Because of this, students and departments will have to pay an undetermined per-page cost but it will be less than most competitive prices in the market, Petryshak said.

He said the price for color printing will also be greatly reduced.

According to the Print Responsibly Web site, the price will only be used to cover the University’s costs for printing, there will not be a markup.

Saving money is just part of the program’s overall goal, the program is also a green initiative, Petryshak said.

ComDOC dismantles its equipment, saves parts that can be reused and recycles instead of disposing in landfills. The packaging for their consumables is also environmentally friendly.

Petryshak said the University uses at least 70 million pages of paper a year, not including paper used by non-networked printers. He said the target for the beginning of the program is to reduce by 10 million pages.

By using more efficient hardware, the program will also reduce energy consumption.

The University’s total estimated savings created by the program is $1.5 million a year.

The student side of the printing program is currently being tested on a small scale internally, though the software is already installed in the labs.

During the summer, the program will go in to place, but students will still not have to pay.

This dry run will be used to monitor and fix any errors before the actual launch in Fall 2010.

To print, a student will just need to sign in to a computer with their BGSU username and password.
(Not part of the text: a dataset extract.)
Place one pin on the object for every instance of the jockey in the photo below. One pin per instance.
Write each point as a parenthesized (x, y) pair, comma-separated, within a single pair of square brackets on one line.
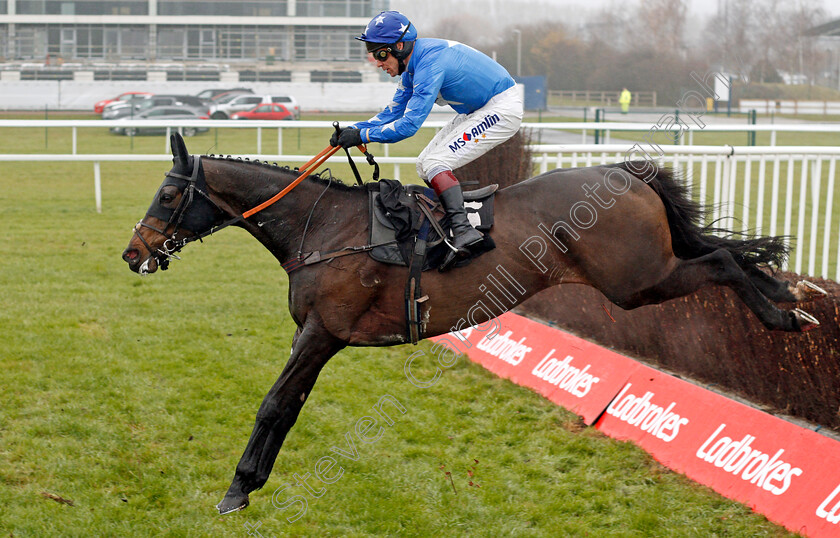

This means students who forget to log off in labs will need to be more careful, Petryshak said.

The only safeguard against forgetting to log off is that computers do so automatically after 10 minutes of inactivity, said Josh Von Lehmden, support services supervisor.

Upon printing, students will be given a confirmation prompt.

“We are still working on details of what that will be, but it will be some sort of accounting information,” Lehmden said.

He said it will likely confirm the print, the number of pages and how much it will cost. Prices are undetermined at this time.

If a printed item jams or prints incorrectly, a lab monitor will be able to reprint items for free. How this will work in the residence halls, which will still be maintained by the Residential Commuting Connection, is still being worked out, Petryshak said.

The program’s effect on faculty and staffThe faculty/staff side of the printing program is being discussed with each department.Deb Wells, the director of client services/web development, and Lehmden will meet with department chairs to determine specifics. Items such as device usage, work flow and if devices can be consolidated with new equipment will be used to

construct a plan to fit the needs of each department.

“After we have the meeting with the offices, then the ComDoc person comes back and puts together a packet, and it just shows the information that was discussed at the 101 meeting with the departments,” Wells said. “We share that with them and we have some communication back and forth, about some tweaking here and some tweaking there.”

The 50 to 60 departments that have been met with had an average of 40% reduction in equipment, Petryshak said.

“It is also about efficiency,” said Dave Kielmeyer, senior communications director. “For instance, my office has two laser printers, a copier which is also our fax machine, and the boss has an ink jet on her desk, well that might go down to two printers, one of which is also the copier, the scanner and the fax.”

Wells said many departments will also be getting scanners and duplex will become a default setting for printing. In addition to efficient equipment, services such as faxing will become more streamlined. Instead of printing off a page and feeding it through a fax machine, there will be a centralized fax server. Petryshak said this means individuals will be able to send a fax or PDF directly from the computer, eliminating the need to print first.

The software that drives the pay-per-page system will be installed and tested during the Spring semester.